Eyes meet; two bodies and their souls come together. The sparks fly, the clouds part, food tastes better, the fragrance of flowers sweeter, you start walking around in a daze 24/7, everything’s finally making sense and your life has new meaning like never before until…
When things go wrong, or even well, in the arena of love lots of people go looking for advice. They seek out friends, family, psychiatrist’s, astrologers, those grey-haired couples who’ve been married for most of their lives, even their local bartender or barber gets an unwilling ear full of questions and solicitation of how best to proceed. Sometimes, I think the existence of alcohol and drugs were placed on this earth to deal with the ups-and-downs of romance. But, we all need, sometimes, someone to advise us which direction in the fork-in-the-road to take hoping among hopes they show us the way. And when cupid’s arrow strikes your heart, there’s perhaps nothing more powerful, or destructive, than dealing with love.
I’m perhaps the last person on earth who’s qualified to give love advice. I’m fifty now, single, but not without the ability to love the correct person.

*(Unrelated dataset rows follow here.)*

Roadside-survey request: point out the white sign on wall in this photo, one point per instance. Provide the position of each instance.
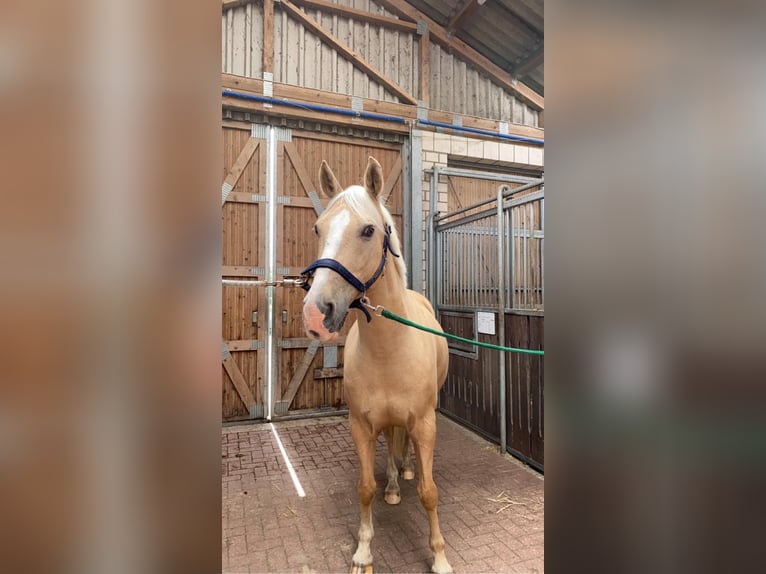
(485, 322)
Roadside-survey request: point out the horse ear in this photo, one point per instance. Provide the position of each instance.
(328, 183)
(373, 177)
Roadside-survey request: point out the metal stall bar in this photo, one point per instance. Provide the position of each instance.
(271, 257)
(501, 313)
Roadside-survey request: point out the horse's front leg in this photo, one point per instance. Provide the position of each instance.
(424, 437)
(364, 440)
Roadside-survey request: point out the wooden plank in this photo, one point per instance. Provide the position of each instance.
(328, 373)
(406, 111)
(391, 179)
(462, 14)
(346, 52)
(268, 36)
(530, 62)
(235, 125)
(243, 345)
(300, 372)
(359, 15)
(425, 68)
(238, 380)
(455, 45)
(241, 162)
(301, 171)
(291, 112)
(238, 271)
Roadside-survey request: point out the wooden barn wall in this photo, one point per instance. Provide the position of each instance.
(471, 393)
(302, 59)
(458, 88)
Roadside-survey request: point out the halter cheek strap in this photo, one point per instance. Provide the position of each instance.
(352, 279)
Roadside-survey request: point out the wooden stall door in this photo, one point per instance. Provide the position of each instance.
(311, 374)
(243, 256)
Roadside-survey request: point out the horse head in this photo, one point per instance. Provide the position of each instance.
(354, 234)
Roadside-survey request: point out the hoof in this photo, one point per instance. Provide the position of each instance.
(393, 497)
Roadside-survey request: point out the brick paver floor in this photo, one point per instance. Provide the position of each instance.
(490, 506)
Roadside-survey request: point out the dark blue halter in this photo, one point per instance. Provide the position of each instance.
(340, 269)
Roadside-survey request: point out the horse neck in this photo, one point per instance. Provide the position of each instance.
(389, 292)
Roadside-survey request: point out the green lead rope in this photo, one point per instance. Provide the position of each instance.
(393, 316)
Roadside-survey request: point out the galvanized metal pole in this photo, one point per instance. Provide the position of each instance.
(432, 206)
(501, 312)
(271, 259)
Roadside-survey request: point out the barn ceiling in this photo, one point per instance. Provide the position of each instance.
(508, 32)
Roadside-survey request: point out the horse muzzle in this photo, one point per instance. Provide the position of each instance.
(323, 319)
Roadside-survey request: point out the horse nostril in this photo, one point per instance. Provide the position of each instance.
(326, 308)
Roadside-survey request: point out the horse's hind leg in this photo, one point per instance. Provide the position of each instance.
(365, 448)
(424, 437)
(392, 494)
(408, 465)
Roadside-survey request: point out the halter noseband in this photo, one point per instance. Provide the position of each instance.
(340, 269)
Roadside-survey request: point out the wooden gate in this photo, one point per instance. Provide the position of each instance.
(306, 375)
(466, 287)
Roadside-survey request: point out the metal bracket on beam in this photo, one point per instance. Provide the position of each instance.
(268, 85)
(259, 131)
(422, 110)
(280, 407)
(357, 104)
(330, 357)
(255, 411)
(225, 191)
(315, 202)
(283, 134)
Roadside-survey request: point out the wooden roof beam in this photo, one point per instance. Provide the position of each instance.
(463, 13)
(359, 15)
(439, 34)
(356, 59)
(529, 62)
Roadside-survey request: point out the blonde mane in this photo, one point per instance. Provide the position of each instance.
(360, 202)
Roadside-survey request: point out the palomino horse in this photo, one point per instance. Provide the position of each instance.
(392, 373)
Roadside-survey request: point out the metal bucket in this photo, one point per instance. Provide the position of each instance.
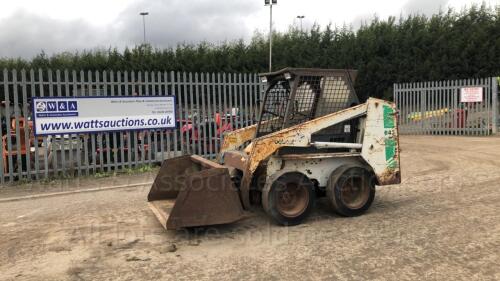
(192, 191)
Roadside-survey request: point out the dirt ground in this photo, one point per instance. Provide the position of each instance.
(442, 222)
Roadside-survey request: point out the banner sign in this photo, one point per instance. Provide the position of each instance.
(70, 115)
(471, 94)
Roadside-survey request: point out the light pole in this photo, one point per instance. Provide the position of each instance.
(270, 3)
(144, 14)
(301, 18)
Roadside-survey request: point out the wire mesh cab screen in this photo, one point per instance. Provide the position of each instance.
(304, 96)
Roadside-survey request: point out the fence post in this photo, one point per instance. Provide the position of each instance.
(494, 93)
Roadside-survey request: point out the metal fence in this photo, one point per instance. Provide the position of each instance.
(207, 106)
(435, 108)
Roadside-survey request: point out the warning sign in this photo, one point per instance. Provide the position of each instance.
(471, 94)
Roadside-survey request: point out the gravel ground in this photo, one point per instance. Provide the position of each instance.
(442, 222)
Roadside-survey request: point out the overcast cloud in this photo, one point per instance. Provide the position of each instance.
(54, 26)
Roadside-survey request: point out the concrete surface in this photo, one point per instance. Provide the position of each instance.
(441, 223)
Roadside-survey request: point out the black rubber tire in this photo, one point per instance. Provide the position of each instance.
(304, 198)
(345, 181)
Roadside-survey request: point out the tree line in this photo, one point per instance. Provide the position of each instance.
(447, 45)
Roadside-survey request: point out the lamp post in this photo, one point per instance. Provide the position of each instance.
(301, 18)
(270, 3)
(144, 14)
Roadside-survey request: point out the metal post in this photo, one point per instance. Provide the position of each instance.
(144, 14)
(301, 18)
(494, 93)
(144, 28)
(270, 36)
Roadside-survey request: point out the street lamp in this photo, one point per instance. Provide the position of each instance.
(144, 14)
(270, 3)
(301, 18)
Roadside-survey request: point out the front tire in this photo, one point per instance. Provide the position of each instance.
(290, 199)
(351, 190)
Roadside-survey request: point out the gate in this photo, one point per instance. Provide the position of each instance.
(207, 104)
(455, 107)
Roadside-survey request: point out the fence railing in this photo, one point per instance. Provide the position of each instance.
(436, 108)
(208, 105)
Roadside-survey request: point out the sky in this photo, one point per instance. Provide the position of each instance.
(29, 26)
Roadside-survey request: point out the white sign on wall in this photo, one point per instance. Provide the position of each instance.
(471, 94)
(57, 115)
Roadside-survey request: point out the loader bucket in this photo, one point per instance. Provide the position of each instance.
(192, 191)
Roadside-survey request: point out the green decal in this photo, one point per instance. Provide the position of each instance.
(388, 117)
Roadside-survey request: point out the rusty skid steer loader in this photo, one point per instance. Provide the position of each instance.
(312, 139)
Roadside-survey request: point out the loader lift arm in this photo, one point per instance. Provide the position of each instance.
(380, 139)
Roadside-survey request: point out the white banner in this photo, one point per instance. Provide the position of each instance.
(471, 94)
(57, 115)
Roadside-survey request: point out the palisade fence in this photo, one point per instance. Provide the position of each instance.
(436, 108)
(208, 104)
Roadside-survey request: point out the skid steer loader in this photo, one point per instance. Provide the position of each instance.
(312, 139)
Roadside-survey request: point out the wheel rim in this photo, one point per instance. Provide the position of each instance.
(354, 192)
(292, 200)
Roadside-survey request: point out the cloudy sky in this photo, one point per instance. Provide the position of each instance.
(29, 26)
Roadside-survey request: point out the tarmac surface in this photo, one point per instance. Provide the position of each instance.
(441, 223)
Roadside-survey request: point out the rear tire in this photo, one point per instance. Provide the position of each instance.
(290, 199)
(351, 189)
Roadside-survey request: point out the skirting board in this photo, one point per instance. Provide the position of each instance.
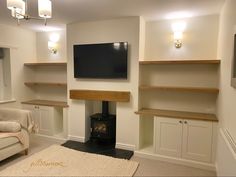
(50, 138)
(229, 141)
(129, 147)
(190, 163)
(76, 138)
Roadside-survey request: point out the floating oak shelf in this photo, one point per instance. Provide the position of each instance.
(158, 62)
(30, 84)
(117, 96)
(46, 64)
(46, 103)
(178, 114)
(181, 89)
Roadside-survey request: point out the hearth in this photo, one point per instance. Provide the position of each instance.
(103, 125)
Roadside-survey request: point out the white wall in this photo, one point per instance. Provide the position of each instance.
(22, 44)
(226, 160)
(126, 29)
(199, 39)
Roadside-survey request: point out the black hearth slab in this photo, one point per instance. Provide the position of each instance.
(99, 148)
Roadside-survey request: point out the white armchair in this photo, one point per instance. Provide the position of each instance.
(14, 142)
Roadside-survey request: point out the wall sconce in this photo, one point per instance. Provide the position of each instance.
(52, 43)
(178, 29)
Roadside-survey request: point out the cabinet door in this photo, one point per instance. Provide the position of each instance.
(197, 140)
(46, 120)
(34, 111)
(168, 135)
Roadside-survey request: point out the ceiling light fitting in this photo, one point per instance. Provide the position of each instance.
(19, 10)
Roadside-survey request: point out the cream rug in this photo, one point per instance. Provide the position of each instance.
(60, 161)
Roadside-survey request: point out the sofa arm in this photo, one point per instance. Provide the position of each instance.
(18, 115)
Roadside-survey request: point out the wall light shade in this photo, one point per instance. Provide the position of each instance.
(52, 46)
(45, 8)
(179, 26)
(52, 43)
(54, 37)
(178, 29)
(19, 10)
(14, 4)
(18, 13)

And trying to find a healthy balance, a right balance, the ability to merge two lifestyles, wants, and desires together has always been challenging even though I’ve been called, ”the smartest guy alive” on more than one occasion by my numerous divorced friends. LOL. I believe in love, but only if the two involved are really meant to be. Some get lucky and find it early in their lives. For others, the highway to love is long and ever-winding.
So, who do you consider best qualified to give those golden words of wisdom when your heart’s either glowing or bleeding? Who can help lead you to that promised land of rosy fulfillment, happiness, grand kids, even great grandkids, and fiftieth-wedding-anniversary-celebrations?

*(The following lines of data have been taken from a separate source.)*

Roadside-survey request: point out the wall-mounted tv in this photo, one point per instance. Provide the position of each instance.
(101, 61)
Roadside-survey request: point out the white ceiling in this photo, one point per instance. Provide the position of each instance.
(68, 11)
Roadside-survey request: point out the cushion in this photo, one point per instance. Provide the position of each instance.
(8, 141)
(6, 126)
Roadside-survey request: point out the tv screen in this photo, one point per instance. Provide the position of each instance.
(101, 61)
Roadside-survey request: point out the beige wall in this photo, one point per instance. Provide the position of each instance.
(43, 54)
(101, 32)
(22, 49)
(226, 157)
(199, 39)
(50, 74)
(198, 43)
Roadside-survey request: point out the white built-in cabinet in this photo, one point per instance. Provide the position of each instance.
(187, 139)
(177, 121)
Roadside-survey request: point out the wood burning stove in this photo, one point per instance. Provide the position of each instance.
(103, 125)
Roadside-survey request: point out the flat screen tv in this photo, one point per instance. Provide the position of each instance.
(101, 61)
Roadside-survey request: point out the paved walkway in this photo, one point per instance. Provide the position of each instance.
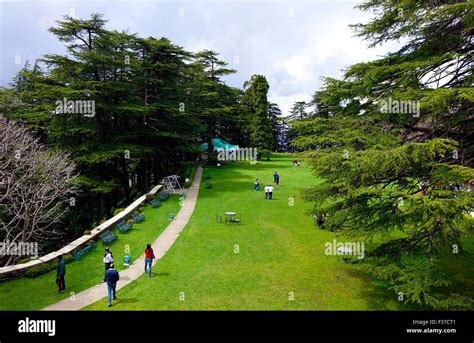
(160, 247)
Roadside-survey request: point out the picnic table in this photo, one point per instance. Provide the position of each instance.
(155, 203)
(78, 254)
(164, 196)
(230, 217)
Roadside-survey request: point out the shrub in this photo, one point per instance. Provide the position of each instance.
(24, 260)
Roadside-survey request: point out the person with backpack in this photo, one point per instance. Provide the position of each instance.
(257, 185)
(108, 260)
(60, 273)
(149, 256)
(270, 192)
(111, 277)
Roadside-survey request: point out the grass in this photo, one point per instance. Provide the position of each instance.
(39, 292)
(274, 256)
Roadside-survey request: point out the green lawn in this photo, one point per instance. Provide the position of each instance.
(36, 293)
(280, 253)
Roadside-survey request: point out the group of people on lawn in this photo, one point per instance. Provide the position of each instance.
(111, 276)
(268, 189)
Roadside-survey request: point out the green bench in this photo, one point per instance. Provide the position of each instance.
(78, 254)
(138, 217)
(108, 237)
(164, 196)
(123, 227)
(155, 203)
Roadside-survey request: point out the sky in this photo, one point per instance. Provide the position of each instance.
(292, 43)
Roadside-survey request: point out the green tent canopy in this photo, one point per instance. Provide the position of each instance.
(220, 144)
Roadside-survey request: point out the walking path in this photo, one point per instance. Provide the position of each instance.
(136, 269)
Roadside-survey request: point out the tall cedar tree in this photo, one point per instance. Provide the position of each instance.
(255, 111)
(402, 175)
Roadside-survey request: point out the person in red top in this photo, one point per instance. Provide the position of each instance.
(149, 256)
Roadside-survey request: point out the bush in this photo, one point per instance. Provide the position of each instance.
(39, 270)
(24, 260)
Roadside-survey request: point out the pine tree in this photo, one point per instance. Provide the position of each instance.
(255, 111)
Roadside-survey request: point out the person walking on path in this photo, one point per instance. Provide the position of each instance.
(149, 256)
(257, 185)
(270, 192)
(276, 178)
(108, 260)
(111, 277)
(60, 273)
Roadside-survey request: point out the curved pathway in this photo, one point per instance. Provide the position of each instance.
(135, 270)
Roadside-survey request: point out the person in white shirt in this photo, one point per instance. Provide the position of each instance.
(108, 260)
(270, 191)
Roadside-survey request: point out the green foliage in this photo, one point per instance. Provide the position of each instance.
(258, 124)
(397, 173)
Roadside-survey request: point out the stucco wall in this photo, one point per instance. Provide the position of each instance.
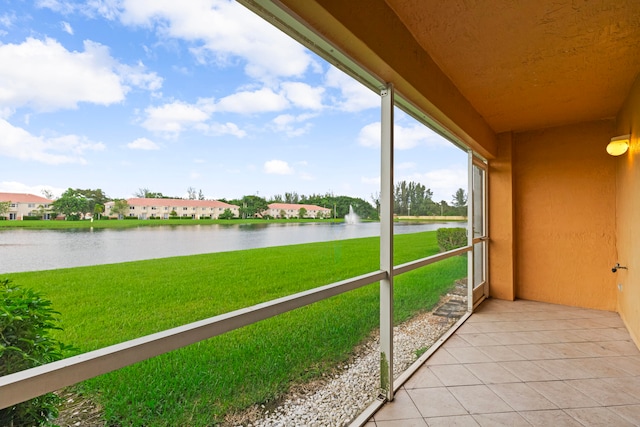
(628, 215)
(501, 221)
(565, 205)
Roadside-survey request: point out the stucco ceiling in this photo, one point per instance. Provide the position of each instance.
(532, 64)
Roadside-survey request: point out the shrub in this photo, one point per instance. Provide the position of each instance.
(26, 319)
(451, 238)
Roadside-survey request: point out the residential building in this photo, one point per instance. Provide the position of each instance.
(23, 204)
(144, 208)
(292, 210)
(533, 91)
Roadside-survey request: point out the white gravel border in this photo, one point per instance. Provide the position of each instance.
(334, 402)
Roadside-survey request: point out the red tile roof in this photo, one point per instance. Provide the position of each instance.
(23, 198)
(179, 202)
(296, 207)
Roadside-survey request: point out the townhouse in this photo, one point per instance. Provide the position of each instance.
(24, 205)
(292, 210)
(145, 208)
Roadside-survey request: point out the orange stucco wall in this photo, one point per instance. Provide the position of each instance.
(565, 205)
(501, 221)
(628, 215)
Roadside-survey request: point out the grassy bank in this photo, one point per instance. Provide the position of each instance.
(199, 384)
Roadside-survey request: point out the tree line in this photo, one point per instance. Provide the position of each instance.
(410, 199)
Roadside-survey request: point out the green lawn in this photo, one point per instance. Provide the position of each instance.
(199, 384)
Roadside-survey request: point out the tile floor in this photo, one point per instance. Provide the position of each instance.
(525, 363)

Right now, there are many bloggers, radio and TV personalities, authors, and so-called relationship DR’s willing and ready to serve up their own versions of love advice. We’ve all read and heard them on the airwaves and internet highways, all thinking their words and influence is all that you will ever need. Ever watched, The Millionaire Matchmaker, the old Oprah Winfrey Show, or The Housewives of Wherever? How about, The Bachelor? These shows are hosted and filled with people who’ve never been married, have been married multiple times along with tons of failed relationships and are still alone, or are always in the middle of some personal dramas at home, love-related. Yet, they always seem to have the golden answers while their personal lives aren’t exactly following most’ idea of successful relationships. Perhaps, what they have works for them because everyone’s individual translation of love is different. But, my version of love success has always been about dedication, mutual respect, honesty, and a chemistry which lasts through time. It’s all about being there for each other, or never causing harm even when the bad times come and go--A hard, and sometimes elusive existence to catch, I know. But, it does happen, when two share a committed willingness to make things work, or engage in a peaceful departure when they don’t.

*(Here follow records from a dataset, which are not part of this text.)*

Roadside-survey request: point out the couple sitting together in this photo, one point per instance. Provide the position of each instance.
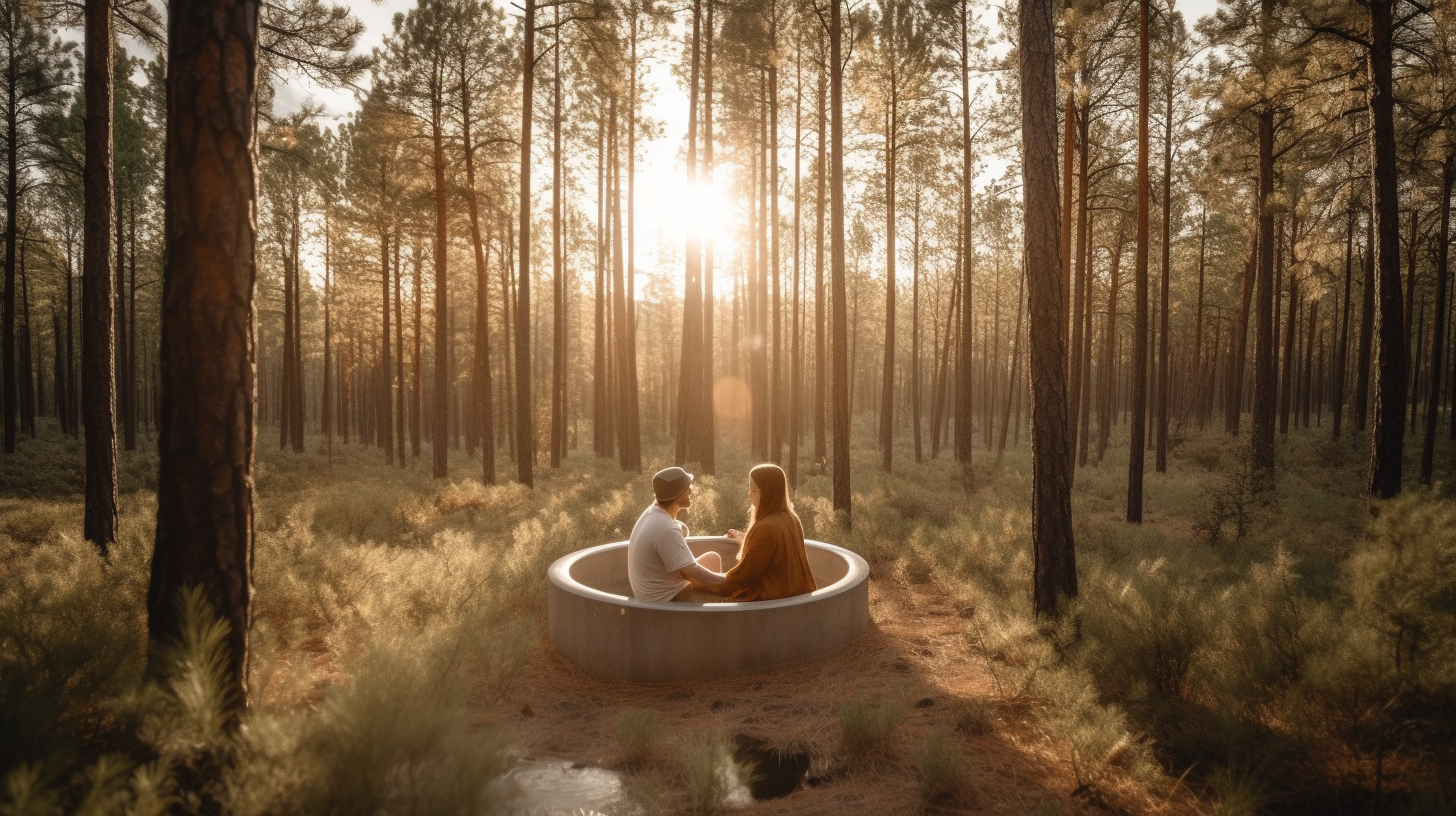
(772, 561)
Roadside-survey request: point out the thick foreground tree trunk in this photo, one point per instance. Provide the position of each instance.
(1433, 404)
(1388, 440)
(206, 478)
(1054, 560)
(839, 379)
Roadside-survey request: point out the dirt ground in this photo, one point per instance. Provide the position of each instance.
(915, 657)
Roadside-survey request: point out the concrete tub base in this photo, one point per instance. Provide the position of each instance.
(612, 636)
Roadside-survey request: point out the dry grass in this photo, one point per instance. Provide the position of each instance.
(915, 659)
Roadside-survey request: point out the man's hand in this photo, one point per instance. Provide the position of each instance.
(703, 570)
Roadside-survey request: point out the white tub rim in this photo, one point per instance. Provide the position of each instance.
(559, 574)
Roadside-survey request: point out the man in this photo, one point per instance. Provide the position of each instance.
(660, 566)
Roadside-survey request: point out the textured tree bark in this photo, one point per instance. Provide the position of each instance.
(887, 383)
(98, 363)
(1076, 290)
(524, 418)
(839, 383)
(1343, 344)
(1433, 402)
(1054, 574)
(1197, 369)
(385, 395)
(440, 427)
(206, 478)
(1388, 440)
(1137, 436)
(558, 217)
(706, 430)
(629, 450)
(485, 399)
(964, 430)
(820, 327)
(1164, 389)
(1261, 436)
(687, 383)
(1305, 397)
(1366, 328)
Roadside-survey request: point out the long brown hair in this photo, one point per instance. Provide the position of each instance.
(773, 491)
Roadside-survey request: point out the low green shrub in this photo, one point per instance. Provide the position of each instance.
(708, 773)
(867, 726)
(638, 733)
(941, 765)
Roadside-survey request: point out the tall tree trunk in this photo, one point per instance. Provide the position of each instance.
(687, 383)
(206, 480)
(1054, 574)
(440, 426)
(964, 439)
(1108, 385)
(98, 362)
(887, 388)
(1261, 437)
(1012, 392)
(524, 414)
(558, 373)
(1200, 370)
(797, 330)
(1164, 391)
(706, 445)
(385, 423)
(1079, 302)
(26, 357)
(915, 331)
(1388, 440)
(1366, 328)
(776, 418)
(1139, 429)
(1287, 375)
(482, 324)
(1433, 402)
(325, 405)
(1343, 348)
(600, 402)
(839, 383)
(821, 363)
(415, 252)
(417, 386)
(629, 450)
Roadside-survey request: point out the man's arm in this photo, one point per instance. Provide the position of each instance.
(699, 574)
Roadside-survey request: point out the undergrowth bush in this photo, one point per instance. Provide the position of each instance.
(867, 726)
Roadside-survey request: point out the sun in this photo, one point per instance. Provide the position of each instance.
(676, 210)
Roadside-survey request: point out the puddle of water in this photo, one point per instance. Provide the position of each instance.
(772, 773)
(554, 787)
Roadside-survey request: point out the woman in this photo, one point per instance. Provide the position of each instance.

The past few years, I’ve learned to follow and study the ways of the successful, both on a personal and professional level. I didn’t used to do this, but it’s definitely made a difference in my life. My experience as an author for example; I enjoy reading what drives successful writers: their work habits, what gives them inspiration when needed, and who do they turn to when advice and encouragement is wanted. The same goes for love. I look at those couples who’ve had long-lasting love and how they’ve managed to stay that way. What drives their desires to stay together, what makes them stay true, what keeps that certain spark aflame, and what lets them know daily that they’re with the one.
Our modern society has changed the definition of relationships as to what is normal. It all goes along with the so-called liberal movement, experimentation, and alternative lifestyles. The success rate among couples is deteriorating and becoming less and less traditional. For some, it works, but for most, it’s a revolving door of constantly moving on to the next chapter. I, for one, prefer to learn from those who’ve made it work decade after decade from years past--those with great grand kids and still holding hands during daily walks in the park. Most have stated the same answers over and over: commitment and the realization that there love is true. And for me, those who walk the walk on the jagged roadway of love and success are the ones to learn from, to gain advice from, while watching rather than asking.